Ada banyak hal yang bisa kita suarakan. Misalnya, mendorong penguatan Alutsista maritim Indonesia, agar TNI mampu menjaga keutuhan dan kedaulatan NKRI dari segala ancaman, baik di situasi damai, masa krisis, dan masa perang. Penguatan Alutsista maritime sangat penting, bahkan kalau bisa diprioritaskan, mengingat kita adalah negara kepulauan.
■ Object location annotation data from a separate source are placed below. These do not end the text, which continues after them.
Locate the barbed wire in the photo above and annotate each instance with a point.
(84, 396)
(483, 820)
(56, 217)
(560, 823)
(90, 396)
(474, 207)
Ini sangat penting untuk menghadapi kecenderungan dunia internasional yang masih menganut hukum rimba.
Dengan kekuatan suara sipil, kita juga bisa mengkoreksi, dan mengawasi kebijakan pertahanan agar berjalan sesuai visi poros maritime, serta kebutuhan untuk menghadapi potensi ancaman konflik LCS. Suara kita akan mengkontrol pemerintah agar tak mengulangi kesalahan yang dilakukan Sultan Demak kala itu.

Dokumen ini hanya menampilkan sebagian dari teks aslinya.